It struck many as odd last week, when the National Park Service elected to allow World War II veterans onto the World War II Memorial based on it being a “First Amendment” activity. The veterans weren’t really there to make a statement, after all, or say anything political. They had flown from a thousand or so miles away to visit a memorial to the war they fought, to see old friends, and remember those who fell in the war and have passed on since. None of that is expressly political or has much to do with the First Amendment. For most of those veterans and their families, the entire trip is quite personal. But by describing the visit as “First Amendment activity,” the NPS found a way to allow some veterans into the memorials and minimize some of the damage that blocking them was doing to the Democrats’ shutdown cause.
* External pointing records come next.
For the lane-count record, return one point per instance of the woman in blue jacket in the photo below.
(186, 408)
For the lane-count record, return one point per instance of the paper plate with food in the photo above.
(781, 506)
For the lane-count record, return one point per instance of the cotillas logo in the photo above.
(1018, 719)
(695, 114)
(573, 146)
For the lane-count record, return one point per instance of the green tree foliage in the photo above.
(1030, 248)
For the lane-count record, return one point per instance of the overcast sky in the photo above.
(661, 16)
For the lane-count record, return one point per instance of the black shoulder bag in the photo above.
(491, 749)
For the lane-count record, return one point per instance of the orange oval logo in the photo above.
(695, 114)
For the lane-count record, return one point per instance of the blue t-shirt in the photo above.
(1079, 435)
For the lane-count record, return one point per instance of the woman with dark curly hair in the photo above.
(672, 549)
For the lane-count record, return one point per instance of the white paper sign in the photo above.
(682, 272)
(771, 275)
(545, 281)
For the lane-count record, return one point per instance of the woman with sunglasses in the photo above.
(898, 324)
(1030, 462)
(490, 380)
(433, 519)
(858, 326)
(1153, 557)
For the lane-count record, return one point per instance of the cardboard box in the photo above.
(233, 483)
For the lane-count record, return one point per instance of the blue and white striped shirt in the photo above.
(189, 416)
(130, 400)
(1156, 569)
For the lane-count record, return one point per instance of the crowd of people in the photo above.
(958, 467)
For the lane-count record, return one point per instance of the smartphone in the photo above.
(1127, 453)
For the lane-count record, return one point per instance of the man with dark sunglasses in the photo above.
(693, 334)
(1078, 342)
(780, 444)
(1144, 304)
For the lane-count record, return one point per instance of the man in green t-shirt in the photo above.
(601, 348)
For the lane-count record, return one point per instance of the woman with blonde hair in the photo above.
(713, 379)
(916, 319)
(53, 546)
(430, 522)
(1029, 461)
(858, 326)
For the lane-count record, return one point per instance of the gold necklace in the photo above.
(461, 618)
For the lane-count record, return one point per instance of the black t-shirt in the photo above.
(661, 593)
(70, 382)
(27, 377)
But today the National Park Service has announced that, despite the shutdown, it will allow a pro-immigration reform rally at the National Mall. That rally is being run by immigration activist groups and Big Labor — it’s a leftwing, pro-amnesty rally.
That rally, unlike the veterans visiting memorials, requires government manpower. Rallies of any real size require some permitting and security, among other things, even on open spaces such as the National Mall. Because about 30 members of Congress are expected to attend, most if not all of them Democrats, the NPS couldn’t very well block the activity. It would be blocking an important Democrat photo-op, and that just won’t do.
The NPS has dubbed the rally a “First Amendment activity,” and that’s why it is allowing it to proceed. They’re getting the logic of the Mall backwards here. The Mall does not exist primarily as a rally site, any more than the war memorials exist primarily as rally sites. We the people have the right to visit these unmanned, open air sites whether 17% of the government is shut down or not.
It’s fair to wonder whether the NPS proffered the odd justification of the veterans’ visit to the memorials on “First Amendment” grounds, so that it would have the same justification handy for the immigration reform rally. Otherwise, the optics of closing parks and fisheries down while allowing an obviously political rally to go ahead might have proven too much even for the snakes in the Beltway press corps to ignore.
This logic also stands behind the NPS’ other actions, in reverse — closing Florida fishing, closing privately-managed parks, closing off parking spaces at scenic overlooks, and so forth. The First Amendment simply states that “Congress shall make no law respecting an establishment of religion, or prohibiting the free exercise thereof; or abridging the freedom of speech, or of the press; or the right of the people peaceably to assemble, and to petition the Government for a redress of grievances.” It doesn’t say anything about visiting memorials or managing restaurants, or even staying in your own home, if they happen to be on federal land. The NPS decisions appear to violate the lease agreements that the service has with the private companies contracted to manage the parks and federal lands it is closing off. But Obama seems to believe that he personally owns all federal land and can use it to make any political point that he pleases.